Die Wirtschaft ist katastrophal, die Jugend hält von seiner Politik wenig, die Opposition schmiedet ein Bündnis gegen ihn: Für Erdoğan läuft’s nicht gut.
Nach neunzehn Jahren an der Macht steht der türkische Präsident Recep Tayyip Erdoğan nicht nur vor einem wirtschaftlichen Scherbenhaufen, sondern auch vor ernsten politischen Problemen: Vieles deutet darauf hin, dass seine AKP einen großen Teil der Popularität verspielt hat, die sie früher genoss.
Vor allem unter jungen Wählern zwischen achtzehn und fünfundzwanzig Jahren, die rund fünfzehn Prozent der Wahlberechtigten ausmachen, schneidet die AKP aus ihrer Sicht besorgniserregend schlecht ab – schlechter noch sogar als im Bevölkerungsdurchschnitt. Mit seinem deklarierten Vorhaben, eine Generation frommer türkischer Nationalisten heranzuziehen, ist Erdoğan jedenfalls gründlich gescheitert. Einer Untersuchung aus dem Vorjahr zufolge können besonders junge Türken mit dem autoritären politischen System und dem repressiven gesellschaftlichen Klima im Land nur wenig anfangen.
Wie die Tageszeitung Welt berichtet, gaben drei Viertel der Befragten an, lieber woanders leben zu wollen als in der Türkei, wenn sie die Gelegenheit dazu hätten. Ausschlaggebend dafür sei der Wunsch nach besseren Lebensbedingungen, nach der Wahrung der Menschenrechte und nach mehr Freiheit. Zwei Drittel gaben an, in der Türkei würden die Menschenrechte nicht respektiert, nur 11,9 Prozent äußerten Vertrauen in das türkische Rechtssystem. 83 Prozent betonten, die Wahrung der Meinungsfreiheit sei ihnen »sehr wichtig«. Auch die von Erdoğan hochgehaltenen islamischen Moralvorstellungen stoßen unter jungen Türken nur auf wenig Gegenliebe. 92,3 Prozent halten voreheliche Beziehungen zwischen Männern und Frauen für völlig normal.

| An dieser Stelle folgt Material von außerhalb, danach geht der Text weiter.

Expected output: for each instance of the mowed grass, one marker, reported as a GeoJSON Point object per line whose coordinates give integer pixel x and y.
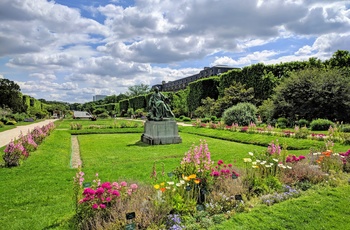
{"type": "Point", "coordinates": [125, 157]}
{"type": "Point", "coordinates": [39, 195]}
{"type": "Point", "coordinates": [322, 208]}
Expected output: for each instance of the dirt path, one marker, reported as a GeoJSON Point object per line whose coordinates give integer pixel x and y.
{"type": "Point", "coordinates": [12, 134]}
{"type": "Point", "coordinates": [75, 157]}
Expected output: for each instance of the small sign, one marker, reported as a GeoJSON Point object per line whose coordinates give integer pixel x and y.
{"type": "Point", "coordinates": [130, 215]}
{"type": "Point", "coordinates": [130, 226]}
{"type": "Point", "coordinates": [87, 184]}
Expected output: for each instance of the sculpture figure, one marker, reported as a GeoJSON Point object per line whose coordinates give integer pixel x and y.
{"type": "Point", "coordinates": [159, 108]}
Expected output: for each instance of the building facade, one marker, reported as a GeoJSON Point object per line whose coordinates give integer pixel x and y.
{"type": "Point", "coordinates": [183, 82]}
{"type": "Point", "coordinates": [98, 97]}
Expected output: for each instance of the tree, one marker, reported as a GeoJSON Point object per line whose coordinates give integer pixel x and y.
{"type": "Point", "coordinates": [236, 93]}
{"type": "Point", "coordinates": [314, 93]}
{"type": "Point", "coordinates": [137, 90]}
{"type": "Point", "coordinates": [10, 96]}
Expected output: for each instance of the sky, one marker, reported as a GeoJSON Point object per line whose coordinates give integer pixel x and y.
{"type": "Point", "coordinates": [71, 50]}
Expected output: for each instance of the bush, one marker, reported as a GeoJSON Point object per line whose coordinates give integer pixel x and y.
{"type": "Point", "coordinates": [205, 120]}
{"type": "Point", "coordinates": [345, 129]}
{"type": "Point", "coordinates": [103, 115]}
{"type": "Point", "coordinates": [282, 123]}
{"type": "Point", "coordinates": [242, 113]}
{"type": "Point", "coordinates": [321, 125]}
{"type": "Point", "coordinates": [303, 123]}
{"type": "Point", "coordinates": [11, 122]}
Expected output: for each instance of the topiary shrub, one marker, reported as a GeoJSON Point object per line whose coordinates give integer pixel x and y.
{"type": "Point", "coordinates": [303, 123]}
{"type": "Point", "coordinates": [103, 115]}
{"type": "Point", "coordinates": [242, 113]}
{"type": "Point", "coordinates": [321, 124]}
{"type": "Point", "coordinates": [11, 122]}
{"type": "Point", "coordinates": [282, 123]}
{"type": "Point", "coordinates": [186, 119]}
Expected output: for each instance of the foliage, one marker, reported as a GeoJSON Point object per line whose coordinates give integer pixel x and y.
{"type": "Point", "coordinates": [321, 124]}
{"type": "Point", "coordinates": [327, 93]}
{"type": "Point", "coordinates": [11, 96]}
{"type": "Point", "coordinates": [233, 95]}
{"type": "Point", "coordinates": [266, 110]}
{"type": "Point", "coordinates": [242, 113]}
{"type": "Point", "coordinates": [137, 90]}
{"type": "Point", "coordinates": [18, 150]}
{"type": "Point", "coordinates": [201, 89]}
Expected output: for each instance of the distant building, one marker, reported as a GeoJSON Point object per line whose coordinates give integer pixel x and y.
{"type": "Point", "coordinates": [183, 82]}
{"type": "Point", "coordinates": [98, 97]}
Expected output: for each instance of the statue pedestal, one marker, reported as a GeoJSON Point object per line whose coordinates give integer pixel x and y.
{"type": "Point", "coordinates": [160, 133]}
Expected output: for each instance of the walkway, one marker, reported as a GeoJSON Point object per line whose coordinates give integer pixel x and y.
{"type": "Point", "coordinates": [9, 135]}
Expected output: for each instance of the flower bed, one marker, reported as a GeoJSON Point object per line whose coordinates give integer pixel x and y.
{"type": "Point", "coordinates": [20, 149]}
{"type": "Point", "coordinates": [199, 192]}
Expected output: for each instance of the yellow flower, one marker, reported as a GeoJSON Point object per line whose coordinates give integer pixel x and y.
{"type": "Point", "coordinates": [193, 176]}
{"type": "Point", "coordinates": [247, 160]}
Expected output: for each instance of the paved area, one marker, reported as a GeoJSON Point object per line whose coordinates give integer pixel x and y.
{"type": "Point", "coordinates": [9, 135]}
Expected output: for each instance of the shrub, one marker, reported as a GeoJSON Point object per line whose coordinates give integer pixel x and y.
{"type": "Point", "coordinates": [242, 113]}
{"type": "Point", "coordinates": [303, 122]}
{"type": "Point", "coordinates": [282, 123]}
{"type": "Point", "coordinates": [345, 129]}
{"type": "Point", "coordinates": [103, 115]}
{"type": "Point", "coordinates": [205, 120]}
{"type": "Point", "coordinates": [321, 124]}
{"type": "Point", "coordinates": [186, 119]}
{"type": "Point", "coordinates": [11, 122]}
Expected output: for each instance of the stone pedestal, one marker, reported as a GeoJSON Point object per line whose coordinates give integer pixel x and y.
{"type": "Point", "coordinates": [160, 133]}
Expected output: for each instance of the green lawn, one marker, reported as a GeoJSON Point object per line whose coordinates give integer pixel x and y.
{"type": "Point", "coordinates": [38, 194]}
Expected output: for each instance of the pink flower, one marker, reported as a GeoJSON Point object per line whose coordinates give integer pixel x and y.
{"type": "Point", "coordinates": [133, 187]}
{"type": "Point", "coordinates": [106, 185]}
{"type": "Point", "coordinates": [99, 191]}
{"type": "Point", "coordinates": [115, 193]}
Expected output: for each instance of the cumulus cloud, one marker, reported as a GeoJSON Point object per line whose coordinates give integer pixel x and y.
{"type": "Point", "coordinates": [72, 55]}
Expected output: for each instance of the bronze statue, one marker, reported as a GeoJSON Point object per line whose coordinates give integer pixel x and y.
{"type": "Point", "coordinates": [159, 108]}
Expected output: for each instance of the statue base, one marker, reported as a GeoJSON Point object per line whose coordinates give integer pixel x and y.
{"type": "Point", "coordinates": [161, 133]}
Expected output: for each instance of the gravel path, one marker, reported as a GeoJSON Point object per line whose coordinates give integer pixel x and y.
{"type": "Point", "coordinates": [9, 135]}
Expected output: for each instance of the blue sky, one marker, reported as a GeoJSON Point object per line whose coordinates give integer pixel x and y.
{"type": "Point", "coordinates": [71, 50]}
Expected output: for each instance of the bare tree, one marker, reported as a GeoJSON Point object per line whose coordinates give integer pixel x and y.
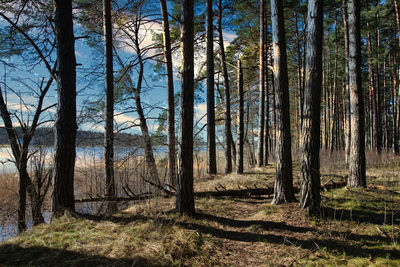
{"type": "Point", "coordinates": [171, 104]}
{"type": "Point", "coordinates": [109, 108]}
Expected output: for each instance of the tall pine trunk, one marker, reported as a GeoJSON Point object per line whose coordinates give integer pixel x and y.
{"type": "Point", "coordinates": [261, 108]}
{"type": "Point", "coordinates": [240, 128]}
{"type": "Point", "coordinates": [228, 127]}
{"type": "Point", "coordinates": [310, 176]}
{"type": "Point", "coordinates": [283, 190]}
{"type": "Point", "coordinates": [65, 125]}
{"type": "Point", "coordinates": [184, 193]}
{"type": "Point", "coordinates": [212, 155]}
{"type": "Point", "coordinates": [357, 176]}
{"type": "Point", "coordinates": [171, 102]}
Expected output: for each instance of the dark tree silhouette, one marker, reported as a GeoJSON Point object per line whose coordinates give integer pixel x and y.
{"type": "Point", "coordinates": [310, 197]}
{"type": "Point", "coordinates": [357, 176]}
{"type": "Point", "coordinates": [65, 126]}
{"type": "Point", "coordinates": [184, 193]}
{"type": "Point", "coordinates": [212, 156]}
{"type": "Point", "coordinates": [283, 190]}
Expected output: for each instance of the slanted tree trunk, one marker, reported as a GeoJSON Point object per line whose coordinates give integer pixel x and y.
{"type": "Point", "coordinates": [171, 102]}
{"type": "Point", "coordinates": [261, 107]}
{"type": "Point", "coordinates": [300, 91]}
{"type": "Point", "coordinates": [184, 193]}
{"type": "Point", "coordinates": [228, 127]}
{"type": "Point", "coordinates": [109, 109]}
{"type": "Point", "coordinates": [148, 146]}
{"type": "Point", "coordinates": [212, 155]}
{"type": "Point", "coordinates": [240, 128]}
{"type": "Point", "coordinates": [65, 125]}
{"type": "Point", "coordinates": [283, 190]}
{"type": "Point", "coordinates": [396, 87]}
{"type": "Point", "coordinates": [310, 197]}
{"type": "Point", "coordinates": [373, 93]}
{"type": "Point", "coordinates": [267, 135]}
{"type": "Point", "coordinates": [357, 176]}
{"type": "Point", "coordinates": [12, 137]}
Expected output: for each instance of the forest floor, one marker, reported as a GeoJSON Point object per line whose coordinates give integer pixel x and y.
{"type": "Point", "coordinates": [357, 227]}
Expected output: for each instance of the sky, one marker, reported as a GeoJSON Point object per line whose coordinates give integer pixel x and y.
{"type": "Point", "coordinates": [154, 93]}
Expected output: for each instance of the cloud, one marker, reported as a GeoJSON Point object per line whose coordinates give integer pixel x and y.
{"type": "Point", "coordinates": [123, 118]}
{"type": "Point", "coordinates": [200, 112]}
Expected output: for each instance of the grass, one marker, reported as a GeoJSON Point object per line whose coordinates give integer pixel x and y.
{"type": "Point", "coordinates": [356, 227]}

Aus der zunehmenden Unpopularität Erdoğans und der AKP versuchen deren Gegner naturgemäß zu profitieren. Am vergangenen Wochenende kamen die Führungen von sechs Oppositionsparteien zu Gesprächen zusammen. Im Anschluss äußerten sie in einer gemeinsamen Erklärung ihre Sorge über die »tiefste politische und wirtschaftliche Krise« in der Geschichte des Landes, für die sie explizit das von Erdoğan durchgepeitschte Präsidialsystem verantwortlich machen. Sie gelobten, das politische System der Türkei zu transformieren und es in ein »gestärktes System parlamentarischer Demokratie« verwandeln zu wollen.
Bei dem Treffen war ein breites politisches Spektrum vertreten, von der größten Oppositionspartei, der sozialdemokratischen CHP unter der Führung von Kemal Kılıçdaroğlu, bis zu den Parteien der ehemaligen AKP-Politiker Ali Babacan und Ahmet Davutoğlu. Nicht anwesend war dagegen die zweitgrößte Oppositionspartei, die pro-kurdische Demokratische Partei der Völker (HDP). Im Jahr 2023 sollen sowohl Parlaments- als auch Präsidentschaftswahlen stattfinden.
Der Präsident übt sich derweilen in einer seiner bevorzugten Disziplinen: der Verfolgung von Kritikern. Das jüngste Beispiel ist die bekannte türkische Journalistin Sedef Kabaş. Sie hatte in einer Fernsehsendung ein Sprichwort zitiert, das lautet: »Wenn ein Ochse in den Palast einzieht, wird er damit nicht zum König, sondern der Palast wird zum Stall.« Prompt fühlte Erdoğan sich beleidigt und ließ die 53-Jährige verhaften. Die Staatsanwaltschaft fordert mehr als elf Jahre Haft wegen »Präsidentenbeleidigung«, Erdoğan selbst hat sie in einem zweiten Verfahren auf 16.300 Euro »Schmerzensgeld« verklagt.